# What size bar fridge



## doctr-dan (11/5/15)

I'm thinking of building a kegerator with a 2 tap tower on top.
A mate of mine has a old bar fridge and he manages to just fit in 2 kegs in it.
But he isn't sure of what size it is.
Anyone have any idea what size in litres I would need?


----------



## Yob (11/5/15)

Bigger.. 2 kegs is not enough.. 

My fridge fits 4 with 3 taps and is... Adequate... Just.


----------



## angus_grant (11/5/15)

I've got a Chinese knock-off kegerator with rounded door which fits 2 * 19L kegs and 1 * 12L mini-keg. Just.......

I am planning on upgrading to a 320L keezer to fit 6 kegs on the floor and the hump for bottle storage.

If you are space-constrained to a bar fridge, fair enough. If because of finances, save longer. Seriously!!


----------



## doctr-dan (11/5/15)

It's more a space thing, I thought those kegerators didn't get cold enough?


----------



## angus_grant (11/5/15)

Mine is probably terribly inefficient. There's not even a brand name on it. But it gets cold enough. I run the fridge at full-tilt but use an STC-1000 to actually control temps. 
I've got a bar-fridge that I ferment in and it doesn't even fit 1 keg in.


----------



## Tahoose (11/5/15)

Consider building a keezer, not all that hard and you won't regret it..


----------



## Grott (12/5/15)

> 1 * 12L mini-keg.


Sorry bit off topic, but what do think of the 12 litre keg and if happy, where did you get it.
Cheers


----------



## MastersBrewery (12/5/15)

I was going to throw together a cheap setup for my Niece(brew assistant) and was thinking down the lines of a bar fridge. I too am unsure whether the standard 120L jobies would be big enough for two kegs.


----------



## djgilmore (12/5/15)

Due to space reasons I have a 140L Westinghouse bar fridge with a 2 tap Font. I folded the freezer portion down towards the back of the fridge and also had to remove some of the material from the shelf guides in order to fit 2 kegs in.

With these mods i have used it for the last 4 years with no problems (also use the same type of fridge for fermenting).

From memory some of the 120L fridges would have worked also but were a little tighter on height, The freezer structure on these has a big impact on the usable space in the fridge.


----------



## angus_grant (12/5/15)

grott said:


> Sorry bit off topic, but what do think of the 12 litre keg and if happy, where did you get it.
> Cheers


The 12L I have is a good little size to just fit in my kegerator and is a great size for mobile setups. I've got a cooler that just fits the keg in with some ice around it and a CO2 charger.

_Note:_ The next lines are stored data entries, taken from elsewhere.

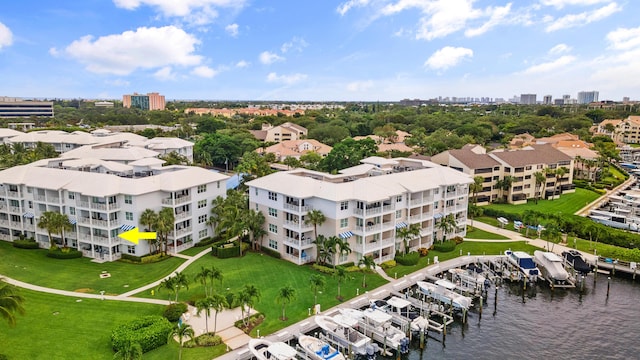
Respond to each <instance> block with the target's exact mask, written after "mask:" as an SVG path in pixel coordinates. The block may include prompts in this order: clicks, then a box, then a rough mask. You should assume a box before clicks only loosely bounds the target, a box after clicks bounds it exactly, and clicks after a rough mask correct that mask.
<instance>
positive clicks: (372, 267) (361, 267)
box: [358, 255, 376, 287]
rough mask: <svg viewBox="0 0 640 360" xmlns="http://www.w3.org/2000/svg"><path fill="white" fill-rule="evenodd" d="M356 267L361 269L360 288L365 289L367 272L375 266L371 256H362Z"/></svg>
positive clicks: (366, 283)
mask: <svg viewBox="0 0 640 360" xmlns="http://www.w3.org/2000/svg"><path fill="white" fill-rule="evenodd" d="M358 265H359V266H360V267H361V268H362V272H363V275H362V287H367V271H371V269H373V268H374V267H375V266H376V263H375V261H374V260H373V256H371V255H369V256H363V257H362V258H361V259H360V261H359V262H358Z"/></svg>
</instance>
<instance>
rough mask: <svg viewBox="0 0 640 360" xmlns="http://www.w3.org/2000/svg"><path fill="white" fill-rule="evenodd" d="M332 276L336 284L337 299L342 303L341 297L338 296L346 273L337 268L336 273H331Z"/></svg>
mask: <svg viewBox="0 0 640 360" xmlns="http://www.w3.org/2000/svg"><path fill="white" fill-rule="evenodd" d="M333 276H335V277H336V282H337V283H338V296H337V299H338V300H340V301H342V295H340V285H342V283H343V282H344V281H345V280H346V279H347V271H346V270H345V269H344V268H343V267H342V266H338V267H337V268H336V271H335V272H334V273H333Z"/></svg>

I grabbed 2 off some guy in Brisbane who was dumping a heap of brew gear for cheap.


----------



## Rambo (12/5/15)

I have one of these 
https://www.westinghouse.com.au/fridges/wrm1300wc/

Fits two 19l kegs + one 9 litre keg easily, and will fit an extra 9 litre keg with a bit of modification to the door.

I just have my taps coming out the front.


----------



## MAX POWER (13/5/15)

Rambo said:


> I have one of these
> https://www.westinghouse.com.au/fridges/wrm1300wc/
> 
> Fits two 19l kegs + one 9 litre keg easily, and will fit an extra 9 litre keg with a bit of modification to the door.
> ...


I have the same. I was using two 19l kegs with picnic taps, with the co2 on the hump. Nice and neat and didn't require any mods. Once you're ready to upgrade you can put the shelves back in and she's good as new.


----------



## db73 (30/6/15)

MAX POWER said:


> I have the same. I was using two 19l kegs with picnic taps, with the co2 on the hump. Nice and neat and didn't require any mods. Once you're ready to upgrade you can put the shelves back in and she's good as new.


Thanks to this topic just got myself one of these fridges. $100 and new new condition. There were two of them on gumtree near me.


----------